Gray just looked at him, picked up one of the magazines. It was three months out of date. He tossed it back down.

“Francis, I’ve a drink waiting for me. I’d like to get back before it evaporates . . .”

Gray slid a hand from his pocket. It was holding a folded sheet of paper.

“What’s this?” Rebus asked.

“You tell me.”

Rebus took the sheet and unfolded it. It was a short, typewritten report, detailing a visit to Edinburgh by two CID officers from the Rico Lomax inquiry. They’d been sent to track down “a known associate,” Richard Diamond, but had spent a fruitless few days in the capital. By the last sentence of the report, the author’s feelings had got the better of him, and he proffered “grateful thanks to our colleague, DI John Rebus (St. Leonard’s CID), for endeavors on our behalf which can only be described as stinting in the extreme.”

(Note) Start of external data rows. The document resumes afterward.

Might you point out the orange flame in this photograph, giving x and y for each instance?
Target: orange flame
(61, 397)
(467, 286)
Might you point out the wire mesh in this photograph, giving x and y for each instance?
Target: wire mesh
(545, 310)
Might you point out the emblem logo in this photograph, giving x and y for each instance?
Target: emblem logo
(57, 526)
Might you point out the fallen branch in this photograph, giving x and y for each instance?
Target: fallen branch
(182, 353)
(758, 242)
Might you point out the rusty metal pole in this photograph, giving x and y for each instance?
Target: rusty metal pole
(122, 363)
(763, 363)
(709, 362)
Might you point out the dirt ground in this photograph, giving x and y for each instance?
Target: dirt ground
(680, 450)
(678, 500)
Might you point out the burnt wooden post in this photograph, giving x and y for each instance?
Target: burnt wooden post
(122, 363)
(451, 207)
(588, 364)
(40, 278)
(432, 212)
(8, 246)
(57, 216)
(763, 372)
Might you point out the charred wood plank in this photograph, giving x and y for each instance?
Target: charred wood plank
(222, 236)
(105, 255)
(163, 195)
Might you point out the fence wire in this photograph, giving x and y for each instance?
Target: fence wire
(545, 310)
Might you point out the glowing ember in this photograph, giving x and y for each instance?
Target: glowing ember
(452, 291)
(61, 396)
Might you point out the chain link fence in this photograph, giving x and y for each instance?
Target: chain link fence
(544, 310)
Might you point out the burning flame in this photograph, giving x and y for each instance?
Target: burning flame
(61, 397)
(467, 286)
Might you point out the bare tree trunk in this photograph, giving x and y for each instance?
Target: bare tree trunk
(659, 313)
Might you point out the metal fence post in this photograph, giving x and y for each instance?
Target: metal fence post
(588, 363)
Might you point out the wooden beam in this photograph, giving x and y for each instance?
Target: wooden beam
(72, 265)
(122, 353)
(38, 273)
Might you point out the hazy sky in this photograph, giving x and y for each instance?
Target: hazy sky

“Maybe he meant ‘unstinting,’ ” Rebus said blithely, making to hand the sheet back. Gray kept his hands in his pockets.

“Thought you might want to keep it.”

“Why?”

“So no one else finds it and starts to wonder, like me, why you didn’t say anything.”

“About what?”

“About being involved in the original inquiry.”

“What’s to tell? A couple of lazy bastards from Glasgow, all they wanted was to know the good boozers. Headed back after a couple of days and had to write something.” Rebus shrugged.

“Doesn’t explain why you didn’t bring it up. But maybe it does explain why you were so keen to sift through all the paperwork before the rest of us had a chance.”